Fritz Lang was born in Vienna on December 5, 1890 and died in Los Angeles on August 2, 1976. He initially studied architecture and painting and only began writing film scripts after the First World War. His first screenplays were filmed by Joe May and Otto Rippert. In 1919 Lang made his directing debut with the film, Half-Caste. Of his countless films, many have become film history classics.
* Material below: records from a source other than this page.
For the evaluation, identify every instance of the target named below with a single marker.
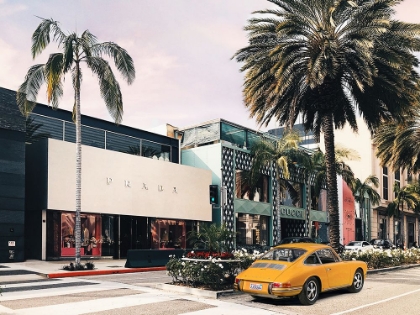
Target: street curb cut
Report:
(101, 272)
(373, 271)
(194, 291)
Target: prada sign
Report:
(292, 213)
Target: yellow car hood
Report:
(264, 271)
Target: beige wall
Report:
(118, 183)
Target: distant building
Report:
(307, 138)
(379, 224)
(262, 217)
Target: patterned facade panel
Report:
(228, 181)
(293, 227)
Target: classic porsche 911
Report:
(300, 269)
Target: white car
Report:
(358, 246)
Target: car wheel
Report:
(358, 282)
(310, 292)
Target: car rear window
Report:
(283, 254)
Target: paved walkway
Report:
(54, 269)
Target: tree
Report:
(408, 195)
(394, 142)
(362, 191)
(75, 51)
(325, 60)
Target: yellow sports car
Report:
(300, 269)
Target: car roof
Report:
(306, 246)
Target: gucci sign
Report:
(292, 213)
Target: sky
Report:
(182, 52)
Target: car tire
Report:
(357, 282)
(310, 292)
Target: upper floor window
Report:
(245, 191)
(397, 179)
(385, 183)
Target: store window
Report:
(245, 191)
(291, 194)
(385, 183)
(251, 229)
(91, 227)
(168, 234)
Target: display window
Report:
(168, 234)
(91, 239)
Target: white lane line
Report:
(375, 303)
During the 1920s, Lang was one of the foremost German film directors. He emigrated, through France and England, to the USA in 1933 after Goebbels offered him the position of “Commissioner of Film for the Third Reich.” In the USA he began a second career.
Ornamental styling and architectural structure define Lang’s early films: large sets, ingenious lighting effects and looming shadows often dominate the scenery, in which the human being appears as an unfortunate victim of fateful snares. Forced consequently into a labyrinth of strict lines, the victim is confronted by monumental decor or forced into a faceless crowd.
In the 1920s, Lang, probably more than any other film director, foresaw the emerging problems of his day. As he did not critically reflect but rather intuitively depicted this foreboding, he was and still is often misunderstood by film critics who falsely assume he identified personally with the spirit of the times, especially in light of the fact that his wife and experienced screen writer, Thea von Harbou, quickly came to terms with the new circumstances in Germany after 1933.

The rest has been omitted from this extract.